Io credo che i giovani in Europa stiano dando un messaggio molto chiaro. Le scelte che noi facciamo oggi sono le scelte che loro vivranno domani e dopodomani. E dicono che così non va bene, che dobbiamo fare investimenti per diminuire le emissioni di CO2, che per farlo dobbiamo seguire un modello economico di industrie verdi. La sostenibilità non è contraria alla competitività e allo sviluppo, anzi. È un modo per essere ancora più concorrenziali.
A proposito di giovani, ha citato il forte calo demografico che abbiamo in Europa. E questo si collega al tema della migrazione, di cui c’è bisogno. Invece alcuni governi tornano a parlare di muri e di frontiere. Questo si infrange con il sogno europeo.
L’età media in Europa è di 48 anni, in Cina e Stati Uniti di 38. In India 28 e in Africa 19. Questa è la realtà. Non possiamo permetterci risposte incantatrici.
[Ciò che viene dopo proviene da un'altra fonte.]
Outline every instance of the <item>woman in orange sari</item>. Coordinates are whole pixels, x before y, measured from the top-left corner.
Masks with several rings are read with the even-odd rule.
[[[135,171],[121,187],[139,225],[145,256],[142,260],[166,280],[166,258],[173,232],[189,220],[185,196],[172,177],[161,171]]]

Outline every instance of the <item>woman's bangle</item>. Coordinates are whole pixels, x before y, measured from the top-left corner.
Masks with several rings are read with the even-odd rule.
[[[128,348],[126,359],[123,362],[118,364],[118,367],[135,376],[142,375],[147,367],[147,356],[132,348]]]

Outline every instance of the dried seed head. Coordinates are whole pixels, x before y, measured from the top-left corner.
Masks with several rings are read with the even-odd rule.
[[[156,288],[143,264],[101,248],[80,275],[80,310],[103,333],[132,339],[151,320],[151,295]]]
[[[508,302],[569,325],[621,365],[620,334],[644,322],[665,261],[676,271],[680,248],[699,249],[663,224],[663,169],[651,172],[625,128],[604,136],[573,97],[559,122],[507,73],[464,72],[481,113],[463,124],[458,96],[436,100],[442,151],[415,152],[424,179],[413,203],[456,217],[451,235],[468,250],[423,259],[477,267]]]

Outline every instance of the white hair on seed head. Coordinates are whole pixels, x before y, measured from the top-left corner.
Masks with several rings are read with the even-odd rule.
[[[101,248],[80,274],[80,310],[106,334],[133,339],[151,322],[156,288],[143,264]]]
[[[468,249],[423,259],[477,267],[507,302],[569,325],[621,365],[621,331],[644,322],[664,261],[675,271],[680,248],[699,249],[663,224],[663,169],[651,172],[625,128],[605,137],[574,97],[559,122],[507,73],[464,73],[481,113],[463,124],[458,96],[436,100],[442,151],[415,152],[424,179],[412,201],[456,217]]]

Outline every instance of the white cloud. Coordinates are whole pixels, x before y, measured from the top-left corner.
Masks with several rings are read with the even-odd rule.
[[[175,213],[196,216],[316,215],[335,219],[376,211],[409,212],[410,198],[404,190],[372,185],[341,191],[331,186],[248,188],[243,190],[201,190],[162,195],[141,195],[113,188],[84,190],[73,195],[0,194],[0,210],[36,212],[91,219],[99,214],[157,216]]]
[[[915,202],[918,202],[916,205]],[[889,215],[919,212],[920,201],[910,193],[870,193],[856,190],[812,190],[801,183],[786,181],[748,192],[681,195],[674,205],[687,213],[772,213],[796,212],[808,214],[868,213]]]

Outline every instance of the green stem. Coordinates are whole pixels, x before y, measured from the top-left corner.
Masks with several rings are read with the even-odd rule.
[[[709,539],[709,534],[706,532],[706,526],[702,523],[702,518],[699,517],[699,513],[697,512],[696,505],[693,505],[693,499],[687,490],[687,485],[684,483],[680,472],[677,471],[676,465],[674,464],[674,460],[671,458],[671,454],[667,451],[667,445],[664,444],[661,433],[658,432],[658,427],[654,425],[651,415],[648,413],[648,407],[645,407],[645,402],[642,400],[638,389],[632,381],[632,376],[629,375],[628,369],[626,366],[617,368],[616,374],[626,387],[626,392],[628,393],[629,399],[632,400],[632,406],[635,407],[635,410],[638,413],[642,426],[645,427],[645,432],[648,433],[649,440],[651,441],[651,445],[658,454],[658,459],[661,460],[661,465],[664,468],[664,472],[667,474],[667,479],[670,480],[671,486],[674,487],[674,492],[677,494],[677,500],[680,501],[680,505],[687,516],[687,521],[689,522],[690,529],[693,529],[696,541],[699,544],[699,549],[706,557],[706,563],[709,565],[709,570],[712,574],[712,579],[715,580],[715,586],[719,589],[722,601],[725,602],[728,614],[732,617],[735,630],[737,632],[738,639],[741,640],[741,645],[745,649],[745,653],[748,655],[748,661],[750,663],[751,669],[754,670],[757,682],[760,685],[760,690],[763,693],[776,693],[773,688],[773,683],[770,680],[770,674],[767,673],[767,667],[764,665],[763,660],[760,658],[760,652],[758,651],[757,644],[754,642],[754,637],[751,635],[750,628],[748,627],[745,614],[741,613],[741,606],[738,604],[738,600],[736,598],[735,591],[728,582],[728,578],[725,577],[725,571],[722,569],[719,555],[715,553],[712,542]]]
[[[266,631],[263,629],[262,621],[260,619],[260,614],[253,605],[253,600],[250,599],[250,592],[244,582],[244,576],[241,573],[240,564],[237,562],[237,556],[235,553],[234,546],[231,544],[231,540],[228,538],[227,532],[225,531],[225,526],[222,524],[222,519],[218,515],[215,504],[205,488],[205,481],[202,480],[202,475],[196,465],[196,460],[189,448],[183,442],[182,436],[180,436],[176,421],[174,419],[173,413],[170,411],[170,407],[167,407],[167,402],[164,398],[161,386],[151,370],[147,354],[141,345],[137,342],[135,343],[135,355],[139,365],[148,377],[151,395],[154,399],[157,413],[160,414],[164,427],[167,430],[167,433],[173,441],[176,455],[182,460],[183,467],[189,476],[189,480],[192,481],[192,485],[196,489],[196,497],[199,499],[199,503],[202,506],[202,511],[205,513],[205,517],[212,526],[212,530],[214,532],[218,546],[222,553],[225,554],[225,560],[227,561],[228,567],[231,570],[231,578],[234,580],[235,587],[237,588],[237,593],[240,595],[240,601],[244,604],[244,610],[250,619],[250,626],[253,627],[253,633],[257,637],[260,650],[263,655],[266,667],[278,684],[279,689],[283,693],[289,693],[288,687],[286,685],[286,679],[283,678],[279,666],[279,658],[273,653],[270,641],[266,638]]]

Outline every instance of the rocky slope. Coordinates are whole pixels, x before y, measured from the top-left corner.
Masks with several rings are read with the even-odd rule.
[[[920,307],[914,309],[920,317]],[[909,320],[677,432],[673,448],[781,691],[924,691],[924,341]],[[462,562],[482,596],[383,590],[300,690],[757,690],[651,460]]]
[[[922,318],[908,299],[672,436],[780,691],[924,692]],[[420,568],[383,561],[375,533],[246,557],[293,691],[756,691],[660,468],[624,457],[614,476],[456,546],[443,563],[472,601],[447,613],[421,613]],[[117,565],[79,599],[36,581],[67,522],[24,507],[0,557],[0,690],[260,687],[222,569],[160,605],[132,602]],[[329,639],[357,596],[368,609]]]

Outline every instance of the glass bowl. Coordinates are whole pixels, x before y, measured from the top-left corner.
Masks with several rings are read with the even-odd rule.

Abbiamo bisogno di soluzion
Qual è il ruolo della formazione negli studi delle relazioni internazionali? di quali competenze hanno bisogno gli studenti e le studentesse che oggi erano qui ad ascoltarla?
Il ruolo delle istituzioni accademiche è importante per aiutare questi giovani a fare due cose. La prima è conoscere la nostra storia, l’economia, la demografia, quali sono le forze che oggi muovono il nostro mondo. La seconda è imparare anche a gestirlo. Un'università come quella di Trento sta preparando ragazzi e ragazze a entrare nel mercato di lavoro, a essere dirigenti di aziende, di organizzazioni internazionali, di amministrazioni pubbliche. Le loro capacità saranno molto apprezzate perché sanno leggere il mondo e sono in grado di proporre soluzioni per rispondere alle grandi sfide.
La diplomazia e la cooperazione internazionale, in questo momento rischiano di perdere la loro centralità nel confronto politico?
Sì. La diplomazia oggi è svalutata. Però quando c'è un problema, a livello internazionale o nazionale, è necessario che ci siano degli spazi dove la gente può parlare. E dobbiamo proteggerli. La stessa università è un luogo in cui persone di altri paesi, di diversi partiti politici, di religioni differenti, possono confrontarsi. Sono luoghi preziosi, in un mondo che sta creando fratture e frammentazioni.